Back in the Writers’ House, Vera thought they’d need it. It seemed that many of the people there with the opportunity to commit the murder had disliked Tony Ferdinand, but she had no sense yet of why anyone should choose this particular time and place to do it. She arrived just as Winterton’s lecture had started. She could have told them her own stories about balls-ups at crime scenes, and had been tempted to put in her two penn’orth, but had seen that would hardly be professional. When the talk was over and the residents were preparing for dinner she took Ashworth across the yard and into the chapel.

‘What did you make of Winterton, then?’

‘He had opportunity,’ Joe said. ‘I don’t see how he could have motive. He’s never moved in literary circles. He only retired from the job twelve months ago.’

‘What’s he doing here then? Police pension is better than it was, but you’d not think he’d have the spare cash for this sort of jaunt. Have you seen the fees? Or did he get one of those bursaries?’ Vera wondered briefly what she’d do when she retired. She saw herself in Hector’s house, too fat and unfit to get out, watching daytime telly and drinking beer for breakfast. Then the hippy-dippy neighbours would be her only link to the outside world. Maybe after all she had more of a vested interest in Joanna’s innocence than anyone realized.
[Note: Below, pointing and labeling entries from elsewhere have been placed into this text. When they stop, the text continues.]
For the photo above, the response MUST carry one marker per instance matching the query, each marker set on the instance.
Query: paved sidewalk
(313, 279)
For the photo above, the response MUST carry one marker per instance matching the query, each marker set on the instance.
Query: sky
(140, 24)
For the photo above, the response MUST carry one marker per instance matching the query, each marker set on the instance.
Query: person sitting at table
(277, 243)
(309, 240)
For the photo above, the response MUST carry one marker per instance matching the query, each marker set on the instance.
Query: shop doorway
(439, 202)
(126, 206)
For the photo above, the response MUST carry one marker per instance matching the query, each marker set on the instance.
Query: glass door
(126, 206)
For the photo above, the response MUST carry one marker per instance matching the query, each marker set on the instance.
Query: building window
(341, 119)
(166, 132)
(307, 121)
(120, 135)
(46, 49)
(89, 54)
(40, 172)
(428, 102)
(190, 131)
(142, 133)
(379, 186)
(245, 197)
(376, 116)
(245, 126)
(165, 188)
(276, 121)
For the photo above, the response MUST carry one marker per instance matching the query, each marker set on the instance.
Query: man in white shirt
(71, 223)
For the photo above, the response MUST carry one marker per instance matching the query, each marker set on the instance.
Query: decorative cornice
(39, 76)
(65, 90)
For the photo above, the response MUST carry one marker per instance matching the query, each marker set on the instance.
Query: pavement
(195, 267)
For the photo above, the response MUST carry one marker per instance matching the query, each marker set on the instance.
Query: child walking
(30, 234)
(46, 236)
‘No, he applied for a bursary, but he didn’t get one. I get the impression his writing’s not up to much.’

‘So maybe he had a reason for killing Tony Ferdinand and he came here specially to do it. He used the course as a cover.’
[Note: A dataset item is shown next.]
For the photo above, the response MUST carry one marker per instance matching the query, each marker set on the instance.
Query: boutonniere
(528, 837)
‘Yeah,’ Joe said. ‘And that’s a piggy I can see floating past the window.’

Vera smiled. She liked it when Joe stood up to her, as long as he didn’t do it too often. ‘He’d have the knowledge about how an investigation works. He’d understand enough to pull the stunt with the knives.’

‘But he wouldn’t have got it wrong, would he?’ Joe said. ‘He’d have made sure the right knife was in Joanna’s possession.’

‘So he would.’ Vera was feeling hungry now, but she didn’t want to eat her dinner in front of a party of suspects. Let Mark Winterton play the performing cop for them.

‘I was thinking Winterton might be useful,’ Joe said. ‘An insider. They’ll say things to him that they wouldn’t say to us.’

‘He’s a suspect,’ Vera said sharply. ‘A witness, at the very least. Sometimes you have to keep your distance.’ She saw it was on the tip of Joe’s tongue to make some comment about her own lack of objectivity
.
Instead he looked at his watch.

‘I should get home. If I don’t see the kids before they go to bed tonight, they’ll forget what I look like.’

‘I was going to talk to Joanna Tobin,’ she said. ‘Now that she’s had a while to think about things and we know what questions we want to ask. I can’t do that on my own. But no problem, of course. Your family has to come first, Joe, I understand that. I’ll ask Holly if she can come along. She could do with the practice. I might get her to take the lead. What do you think?’ Vera smiled sweetly. Joe Ashworth would know exactly what she was playing at. There was no love lost between Holly and Joe, and he wouldn’t want the bright young lass to take credit for any information gained in the interview. Vera lifted up the canvas shopping bag that did as a briefcase, a sign that she needed a decision.

‘The wife’ll kill me.’

‘Like I said, pet, no pressure. Holly could use the experience. You get an early night.’ But she knew now that she had him hooked.